Interview with Trisha Gee at GOTO Chicago 2015

Interview with Trisha Gee at GOTO Chicago 2015

UGtastic Archive
Transcript Verified
The Interviewer

Mike Hall

Interviewer, community organizer at UGtastic

The Guest

Trisha Gee

Java Champion, Author, and Developer Advocate

The Conversation


Mike Hall Interviewer, community organizer at UGtastic
I'm sitting here with Trisha Gee. You've written '97 Things Every Java Programmer Should Know'. You do a lot of developer advocacy, especially in the Java world. Welcome.
Trisha Gee Java Champion, Author, and Developer Advocate
Thanks, Mike. It's great to be here.
Mike Hall Interviewer, community organizer at UGtastic
Java has been around forever. How do you keep it exciting for developers who have been doing it for years?
Trisha Gee Java Champion, Author, and Developer Advocate
It's all about the ecosystem. Java isn't just the language anymore. It's the JVM, it's the massive library support, and it's how it's evolving with things like lambdas and modern concurrency. My job is showing people that the 'old reliable' toolset has become a modern, highly productive environment.
Mike Hall Interviewer, community organizer at UGtastic
What do you think is the biggest hurdle for Java developers today?
Trisha Gee Java Champion, Author, and Developer Advocate
Complacency. It's easy to stick to the Java 5/6 way of doing things.

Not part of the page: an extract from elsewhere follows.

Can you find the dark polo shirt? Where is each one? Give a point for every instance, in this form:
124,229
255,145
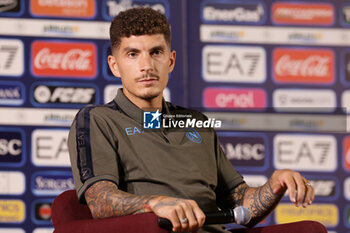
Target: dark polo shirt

But the industry is moving so fast—if you aren't looking at functional paradigms, modern tooling, and faster release cycles, you're going to get left behind.
Mike Hall Interviewer, community organizer at UGtastic
Thanks Trisha.
Trisha Gee Java Champion, Author, and Developer Advocate
Thank you.

Critical Insights


durable
"The Java ecosystem's longevity is sustained not just by the language, but by the massive leverage of the JVM and its library ecosystem."
durable
"Developer complacency is the greatest threat to a long-tenured developer's career; constant engagement with new paradigms like functional programming is necessary."